Von Sibylle Offergeld
Sind Vegetarier Bedenkenträger und ganzheitlich Schauende oder sind sie missionarische Eiferer, die uns die Freuden am fröhlichen Jagen vergällen? Wie an- und aufregend die Suche nach dem eigenen Standort sein kann, das zeigt ein Team des Theaters Aachen mit den Ideengebern und Konzeptträgern Harald Wolff und Regisseur Stefan Nolte, mit Koch Arpad Dobriban, Bühnen- und Kostümbildner Mathis Neidhardt und den Schauspielern Rainer Krause, Markus Weickert und Pablo Sprungala.
Appetitanregend portioniert
Die Bühnenadaption des 2009 in den USA und ein Jahr später im deutschsprachigen Raum erschienenen Buches „Tiere essen“ muss Vieles bündeln, appetitanregend portionieren und verpacken.

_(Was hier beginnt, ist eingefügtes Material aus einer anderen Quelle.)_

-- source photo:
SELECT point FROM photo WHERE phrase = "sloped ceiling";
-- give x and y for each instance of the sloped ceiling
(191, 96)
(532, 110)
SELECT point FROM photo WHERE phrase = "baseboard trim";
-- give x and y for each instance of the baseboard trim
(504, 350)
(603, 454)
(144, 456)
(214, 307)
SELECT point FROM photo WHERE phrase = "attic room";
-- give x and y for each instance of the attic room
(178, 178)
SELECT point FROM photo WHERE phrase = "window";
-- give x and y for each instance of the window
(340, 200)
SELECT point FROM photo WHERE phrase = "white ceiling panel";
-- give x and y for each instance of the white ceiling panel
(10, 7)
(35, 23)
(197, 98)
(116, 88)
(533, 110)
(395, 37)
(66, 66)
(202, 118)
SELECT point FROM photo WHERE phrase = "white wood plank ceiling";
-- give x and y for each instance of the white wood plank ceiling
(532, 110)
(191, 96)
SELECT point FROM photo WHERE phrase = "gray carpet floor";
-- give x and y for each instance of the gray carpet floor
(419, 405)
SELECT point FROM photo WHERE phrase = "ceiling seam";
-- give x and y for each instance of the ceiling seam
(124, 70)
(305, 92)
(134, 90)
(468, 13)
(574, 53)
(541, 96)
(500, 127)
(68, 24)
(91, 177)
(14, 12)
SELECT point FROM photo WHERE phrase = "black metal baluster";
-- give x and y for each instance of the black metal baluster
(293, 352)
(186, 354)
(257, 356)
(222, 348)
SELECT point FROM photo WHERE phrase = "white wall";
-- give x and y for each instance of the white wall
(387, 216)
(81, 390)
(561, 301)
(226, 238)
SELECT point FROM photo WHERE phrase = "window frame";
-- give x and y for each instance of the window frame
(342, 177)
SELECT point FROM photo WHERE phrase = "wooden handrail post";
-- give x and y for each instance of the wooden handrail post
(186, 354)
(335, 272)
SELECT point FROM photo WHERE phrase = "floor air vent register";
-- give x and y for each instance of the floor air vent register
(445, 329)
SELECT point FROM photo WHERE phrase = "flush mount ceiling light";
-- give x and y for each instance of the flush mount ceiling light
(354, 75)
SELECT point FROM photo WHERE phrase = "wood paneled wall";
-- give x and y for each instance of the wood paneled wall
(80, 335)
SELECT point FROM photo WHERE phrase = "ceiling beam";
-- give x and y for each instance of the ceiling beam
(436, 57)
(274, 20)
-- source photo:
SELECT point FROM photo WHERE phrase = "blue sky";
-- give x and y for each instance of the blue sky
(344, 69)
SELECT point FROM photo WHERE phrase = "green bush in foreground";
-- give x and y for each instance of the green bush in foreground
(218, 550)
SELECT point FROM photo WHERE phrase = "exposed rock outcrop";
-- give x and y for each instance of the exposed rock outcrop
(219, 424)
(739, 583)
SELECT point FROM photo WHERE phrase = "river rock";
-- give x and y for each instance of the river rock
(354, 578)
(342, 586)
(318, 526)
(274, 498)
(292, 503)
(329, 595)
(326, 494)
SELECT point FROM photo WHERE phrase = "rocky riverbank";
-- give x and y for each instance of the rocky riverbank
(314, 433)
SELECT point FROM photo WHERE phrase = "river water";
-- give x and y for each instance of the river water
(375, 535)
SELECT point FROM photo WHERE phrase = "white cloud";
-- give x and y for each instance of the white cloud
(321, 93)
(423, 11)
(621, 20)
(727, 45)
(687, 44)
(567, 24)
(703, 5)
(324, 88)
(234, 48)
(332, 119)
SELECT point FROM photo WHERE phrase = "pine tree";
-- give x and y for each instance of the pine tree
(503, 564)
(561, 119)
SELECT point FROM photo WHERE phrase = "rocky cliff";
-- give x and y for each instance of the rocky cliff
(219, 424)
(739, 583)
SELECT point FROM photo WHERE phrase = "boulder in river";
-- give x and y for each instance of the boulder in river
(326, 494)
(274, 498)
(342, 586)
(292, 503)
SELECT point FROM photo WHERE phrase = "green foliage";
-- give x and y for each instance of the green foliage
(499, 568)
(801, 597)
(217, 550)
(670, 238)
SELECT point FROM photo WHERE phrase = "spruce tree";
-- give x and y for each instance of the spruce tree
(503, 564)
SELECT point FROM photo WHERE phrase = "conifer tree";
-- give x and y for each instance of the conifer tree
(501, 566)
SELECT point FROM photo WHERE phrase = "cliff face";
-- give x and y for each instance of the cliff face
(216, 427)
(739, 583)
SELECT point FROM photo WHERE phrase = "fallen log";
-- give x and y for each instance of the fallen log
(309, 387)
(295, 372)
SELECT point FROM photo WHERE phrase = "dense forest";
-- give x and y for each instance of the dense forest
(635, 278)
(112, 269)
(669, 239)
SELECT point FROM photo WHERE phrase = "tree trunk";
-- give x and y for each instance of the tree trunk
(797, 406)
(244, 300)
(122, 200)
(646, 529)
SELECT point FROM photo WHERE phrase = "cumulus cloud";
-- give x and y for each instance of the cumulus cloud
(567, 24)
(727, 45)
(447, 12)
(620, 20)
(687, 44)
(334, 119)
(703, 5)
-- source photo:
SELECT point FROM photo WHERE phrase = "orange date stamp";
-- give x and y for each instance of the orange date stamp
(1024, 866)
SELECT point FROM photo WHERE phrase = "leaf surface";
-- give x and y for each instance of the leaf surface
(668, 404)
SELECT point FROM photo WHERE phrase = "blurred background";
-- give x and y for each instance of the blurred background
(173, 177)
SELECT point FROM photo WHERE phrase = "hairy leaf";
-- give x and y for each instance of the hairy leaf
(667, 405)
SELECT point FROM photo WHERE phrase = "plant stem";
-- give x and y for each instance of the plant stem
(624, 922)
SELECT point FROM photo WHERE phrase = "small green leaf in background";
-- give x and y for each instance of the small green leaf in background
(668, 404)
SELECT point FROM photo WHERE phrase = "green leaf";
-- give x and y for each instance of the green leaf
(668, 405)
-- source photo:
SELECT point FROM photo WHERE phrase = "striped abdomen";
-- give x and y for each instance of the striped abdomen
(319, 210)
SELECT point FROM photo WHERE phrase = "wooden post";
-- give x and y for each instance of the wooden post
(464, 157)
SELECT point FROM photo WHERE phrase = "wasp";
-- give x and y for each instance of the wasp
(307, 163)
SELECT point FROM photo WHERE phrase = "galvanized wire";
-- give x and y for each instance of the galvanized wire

Dokumentarisches trifft auf moralischen Appell, darf aber nicht langweilen oder ins Doktrinäre abgleiten.
Diesen schwierigen Balanceakt meistern die Gestalter der Uraufführung in der Kammer des Theaters Aachen mit schnellem Wechsel zwischen dramatischem Akzent, maßvoll sarkastisch-satirischen Schlenkern in Darstellung und Gegendarstellung und einem munteren Spiel um und vor dem Kochblock von Küchenchef Dobriban.
Der Ungar steht als ruhender Pol vor einem Sortiment glänzender Töpfe, anfangs umringt von den drei Grün schnippelnden und Möhren hackenden Darstellern.
Während auf den Kochplatten ein vegetarisches Mahl und eine Suppe aus Tierknochen sieden, fühlt sich das Schauspieler-Trio in die Spurensuche des Erzählers ein und schlüpft imaginär in die Haut der Massentierhaltungs-Opfer.
Vom Mensch zum Tier
Nach der Geburt des Sohnes begibt sich der Autor auf die Suche nach einer Leben spendenden Nahrung, die nicht von den Angsthormonen gepeinigter Tiere verseucht und von den Medikamenten zur Ertragsoptimierung infiziert ist. Dabei steigt er mit einer Tierschutz-Aktivistin in einen Geflügelzuchtbetrieb ein.
Plötzlich flimmern Bilder zusammengepferchter, toter und halbtoter Tiere über eine Filmwand, ein Foto wandert von Hand zu Hand durch die Zuschauerreihen. Rainer Krause mutiert mittels wuscheligem, weißen Höschen zum Hühnervogel und hängt wenig später zur Demonstration am Fleischerhaken zwecks Exekution. Zum drohenden Orgelton der Musik (Malcolm Kemp) werden Visionen einer grausamen Tortur im Großbetrieb beschworen, in der gestresste und überforderte Mitarbeiter unter Zeitdruck erbarmungslos metzeln. Aber auch der Achtung vor der Natur empfindende und artgerecht handelnde Tierhalter kommt zu Wort.
Irgendwann kauern alle drei Mimen symbolträchtig hinter Gittern unter dem Herd des Nahrungs-Ästheten, der eine neue Sinnlichkeit des Essens propagiert. Dobriban geht es nicht um eine Ersatzreligion für Aussteiger und Konsumverweigerer. Vielmehr um eine andere Sicht der Dinge, um einen nahezu meditativen Umgang mit dem Kochen.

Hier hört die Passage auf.